Myself Me and I

me story of I self

Wednesday, September 13, 2006

saying goodbye...

saying goodbye is never easy. I still remember the first day when I was still a young budding teacher, the time when the kids waved goodbye to me, I felt so good. It was like being a mother waving goodbye to my children, that feeling was indescribable...But soon I began to lose this feeling. Saying goodbye seems to be everyday's routine. bye bye bye~

It is only until something happened to one of my pupils, that I have to show more concern to her. Human beings are such. We tends to take people for granted and forget about them. As much as I want to be a nice and caring teacher, sometimes I must admit I failed terribly in this area. I would be raged with anger and at that point in time, I would be very sure with my outburst and have every reasons to the things I've said or done. Thinking back, I indeed need to learn to be more caring and show more concern to these children.. afterall they are just 7 years old.

what happened to this pupil of mine I have to keep it confidential. It is really serious that I really felt so hurt. I don't know how to help her and I feel so helpless. It really sadden me especially when I see her still playing innocently with the other children. How I wish I could do something... this is the time when I suddenly stood out my own life and do my own reflection. What have I done to help these children? As much as I wanna believe school is getting tougher for these children, actually most of the time, school is the most reliable shelter they could seek. I feel so ashamed of myself.

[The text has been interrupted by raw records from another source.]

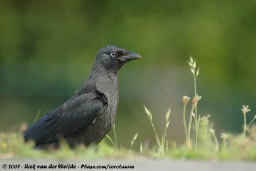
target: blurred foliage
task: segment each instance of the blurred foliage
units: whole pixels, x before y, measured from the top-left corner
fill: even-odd
[[[1,0],[0,129],[31,123],[38,110],[63,103],[86,80],[99,49],[116,45],[143,57],[119,74],[124,145],[138,130],[139,141],[154,138],[144,104],[159,114],[158,123],[171,105],[175,131],[167,137],[182,138],[181,98],[193,94],[189,55],[200,66],[198,112],[210,111],[219,131],[241,131],[236,107],[256,107],[255,30],[253,0]]]

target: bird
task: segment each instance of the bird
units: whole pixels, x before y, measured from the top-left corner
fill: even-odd
[[[64,139],[70,148],[98,144],[113,127],[118,102],[117,75],[128,61],[141,56],[115,45],[101,48],[87,80],[65,103],[32,124],[24,140],[35,148],[58,148]]]

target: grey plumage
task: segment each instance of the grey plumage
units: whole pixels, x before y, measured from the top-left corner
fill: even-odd
[[[36,147],[58,147],[63,137],[71,147],[97,144],[115,123],[118,90],[117,71],[127,61],[141,56],[116,46],[102,48],[87,81],[64,104],[30,126],[25,140]]]

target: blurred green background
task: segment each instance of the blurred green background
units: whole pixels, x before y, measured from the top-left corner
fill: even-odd
[[[184,139],[184,95],[192,96],[189,55],[200,68],[198,113],[218,133],[241,132],[242,105],[256,97],[256,1],[0,1],[0,130],[31,124],[65,102],[87,79],[99,49],[116,45],[143,58],[118,74],[120,143],[154,141],[143,110],[168,138]],[[190,106],[189,106],[190,107]]]

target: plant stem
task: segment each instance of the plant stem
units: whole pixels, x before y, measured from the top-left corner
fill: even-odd
[[[186,144],[187,144],[187,147],[188,147],[187,124],[186,123],[186,106],[187,105],[185,104],[183,106],[183,124],[184,126]]]
[[[191,130],[191,124],[192,124],[192,112],[194,110],[194,108],[192,108],[191,112],[190,112],[190,116],[189,116],[189,124],[188,124],[188,148],[190,149],[191,147],[191,145],[190,143],[190,132]]]
[[[115,124],[114,124],[114,126],[113,127],[113,131],[114,132],[114,138],[115,138],[115,142],[116,144],[116,149],[117,151],[118,151],[118,145],[117,145],[117,138],[116,138],[116,126]]]
[[[243,135],[245,135],[245,132],[246,131],[246,114],[244,113],[244,132]]]
[[[219,143],[218,142],[217,138],[215,136],[215,133],[214,133],[214,131],[212,131],[211,132],[212,133],[212,137],[215,141],[215,151],[216,151],[216,152],[218,152],[219,151]]]
[[[197,123],[197,93],[196,93],[196,77],[194,75],[194,86],[195,86],[195,97],[196,98],[195,100],[195,124],[196,125],[196,148],[198,147],[198,123]]]

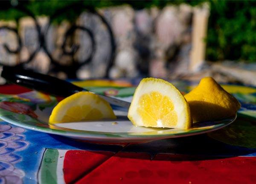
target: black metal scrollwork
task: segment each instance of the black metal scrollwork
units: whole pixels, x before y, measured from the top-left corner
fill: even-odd
[[[77,8],[77,7],[76,7],[76,8]],[[76,74],[77,70],[81,66],[88,63],[92,61],[93,56],[96,52],[96,42],[95,40],[93,31],[89,28],[84,26],[73,25],[64,34],[64,42],[61,46],[62,54],[63,55],[71,56],[71,59],[72,61],[71,61],[71,64],[70,65],[64,65],[61,64],[59,61],[56,60],[54,58],[53,56],[52,55],[51,52],[49,50],[48,48],[47,48],[47,40],[46,37],[50,26],[52,23],[52,20],[61,14],[65,13],[68,8],[70,9],[72,8],[73,8],[72,7],[69,7],[66,8],[60,9],[58,11],[57,11],[53,16],[50,17],[49,23],[46,26],[46,28],[44,30],[43,30],[36,19],[35,18],[35,16],[30,11],[29,11],[29,10],[22,6],[17,6],[15,7],[15,9],[17,9],[17,11],[21,11],[22,12],[25,13],[29,16],[32,18],[38,34],[38,41],[39,43],[38,46],[32,52],[31,54],[30,54],[27,60],[26,61],[22,61],[20,62],[19,62],[19,66],[23,67],[25,64],[31,62],[33,60],[34,57],[36,55],[37,53],[41,49],[41,48],[43,49],[50,59],[51,63],[53,66],[53,67],[52,67],[51,71],[56,72],[63,71],[67,74],[67,76],[69,78],[76,78]],[[83,6],[79,6],[79,8],[83,8],[83,10],[86,10],[90,13],[97,16],[100,19],[102,23],[105,26],[107,31],[108,33],[110,38],[111,52],[110,53],[109,60],[107,61],[107,67],[106,71],[105,76],[105,77],[107,77],[108,76],[110,69],[111,68],[111,67],[113,64],[116,50],[115,40],[111,28],[105,18],[98,12],[97,12],[94,8],[88,8],[88,7],[86,7]],[[12,50],[9,48],[7,44],[5,43],[4,45],[4,47],[6,51],[10,54],[17,54],[19,53],[20,51],[22,43],[17,29],[6,26],[0,27],[0,30],[3,29],[14,32],[16,34],[17,40],[18,43],[17,48],[16,49]],[[80,30],[82,31],[83,32],[87,34],[89,36],[90,38],[90,40],[91,42],[91,51],[90,53],[89,53],[88,56],[87,58],[84,59],[83,61],[80,62],[79,62],[79,61],[76,60],[75,57],[74,57],[75,54],[79,49],[79,45],[73,43],[73,45],[70,48],[70,51],[68,51],[66,49],[66,45],[67,45],[67,40],[68,38],[70,37],[71,37],[73,35],[73,34],[75,34],[76,30]],[[3,62],[0,61],[0,65],[3,65]]]

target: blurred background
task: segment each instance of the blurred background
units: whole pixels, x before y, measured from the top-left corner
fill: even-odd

I made a point to be more tolerant with what they did today. I even reward them one sweet each. Just one sweet, they give you their smiles and laughters. I walked my girl to the bus she's taking... she boarded the bus, turned and sat down. She gave me a smile and waved goodbye... My heart shattered.. =(

Dear God, please protect these children.

1 Comments:

Blogger Unknown said...

Poor kid. Hope whatever happened to her, she's fine now.